CMI gives the following example of how the district court ruling would affect the individual partners. Two alternatives, A and B, were posed by the plan of arrangement. Alternative A was the plan eventually confirmed by the Bankruptcy Court. Under A, CMI has sold its motel properties, and paid various classes of creditors less than 100% of their claims. Under B, CMI would have continued operating, and have paid less than 100%. CMI notes that the creditors in class XII would receive 60% of their claim under A, and 40% under B. The individual partners, once their discharges had been nullified, would then be personally liable for a 40% deficiency under A, and 60% under B


The district court took notice:

While Bankruptcy Rule 105 abolishes the provisions of Sections 5(a) and (b) of the Bankruptcy Act, 11 U.S.C. § 23(a) and (b) allowing a joint petition, Rule 117(b) permits joint administration under these circumstances.
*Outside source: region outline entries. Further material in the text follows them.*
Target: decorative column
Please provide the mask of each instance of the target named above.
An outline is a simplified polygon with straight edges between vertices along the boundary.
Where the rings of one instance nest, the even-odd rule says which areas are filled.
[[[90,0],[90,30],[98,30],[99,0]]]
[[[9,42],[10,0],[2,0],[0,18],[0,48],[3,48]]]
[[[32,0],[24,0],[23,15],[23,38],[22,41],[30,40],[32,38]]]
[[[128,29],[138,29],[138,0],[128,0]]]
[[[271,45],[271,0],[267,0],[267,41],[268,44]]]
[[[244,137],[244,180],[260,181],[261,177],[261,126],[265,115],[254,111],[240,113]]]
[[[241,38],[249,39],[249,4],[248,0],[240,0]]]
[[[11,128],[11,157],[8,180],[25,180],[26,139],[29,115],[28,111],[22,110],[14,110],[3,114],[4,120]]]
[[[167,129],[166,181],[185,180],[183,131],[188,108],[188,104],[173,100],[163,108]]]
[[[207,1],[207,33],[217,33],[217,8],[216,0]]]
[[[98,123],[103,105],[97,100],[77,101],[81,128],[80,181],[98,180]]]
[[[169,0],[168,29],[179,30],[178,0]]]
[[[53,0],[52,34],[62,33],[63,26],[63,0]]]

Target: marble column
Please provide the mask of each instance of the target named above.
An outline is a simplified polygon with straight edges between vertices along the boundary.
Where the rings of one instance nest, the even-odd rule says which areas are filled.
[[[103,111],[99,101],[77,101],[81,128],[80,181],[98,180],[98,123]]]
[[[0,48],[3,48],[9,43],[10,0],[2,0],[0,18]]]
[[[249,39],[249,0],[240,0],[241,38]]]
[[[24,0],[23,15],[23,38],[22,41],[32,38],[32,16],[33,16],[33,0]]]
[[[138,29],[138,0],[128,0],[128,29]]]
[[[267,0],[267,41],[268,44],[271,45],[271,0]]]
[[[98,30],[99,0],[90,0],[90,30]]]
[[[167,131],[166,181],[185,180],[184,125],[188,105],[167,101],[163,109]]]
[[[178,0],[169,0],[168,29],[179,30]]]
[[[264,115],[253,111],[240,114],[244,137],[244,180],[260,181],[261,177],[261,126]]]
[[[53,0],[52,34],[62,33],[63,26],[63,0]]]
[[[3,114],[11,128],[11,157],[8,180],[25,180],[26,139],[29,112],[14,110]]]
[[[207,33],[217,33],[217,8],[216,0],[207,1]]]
We are aware of no other case squarely addressing this issue. While the district court cited two cases as holding § 5(j) applicable to Chapter XII, we find neither to be in point. In Acme Tool Incorporated v. Flesher, 309 F.2d 636 (10 Cir. 1962), a partnership filed a voluntary petition under Chapter XII and an arrangement was confirmed. It contained no language purporting to discharge the partners. The case was cited for the following language:

The complaint is that the quoted provision has the effect of discharging the individual general partners from the partnership debts. Counsel for the Trustees expressly disavows such effect and we agree that the order in question does not eliminate the liability of the general partners for partnership debts.

The Bankruptcy Act provides that the discharge of a partnership does not discharge the individual general partners from the partnership debts. This provision is not inconsistent or in conflict with Chapter 12 and applies to proceedings thereunder. Hence, the confirmation of the arrangement and the discharge of the partnership could not as a matter of law release and discharge the individual partners, none of whom were parties to the Chapter 12 proceedings." 309 F.2d at 636.

Obviously, the court was merely holding that the discharge of a partnership filing alone under Chapter XII did not, as a matter of law, discharge the parties. Our case, involving a plan containing a discharge-of-partners provision, is a completely different situation. The general comment that § 5(j) would apply to a Chapter XII proceeding was mere dicta, and we find it unpersuasive.

Ellis v. Yumen, 324 F. Supp. 1314 (D.C.1971), is wholly irrelevant. That district court held that certain provisions of § 5 other than § 5(j) were applicable to Chapter XII.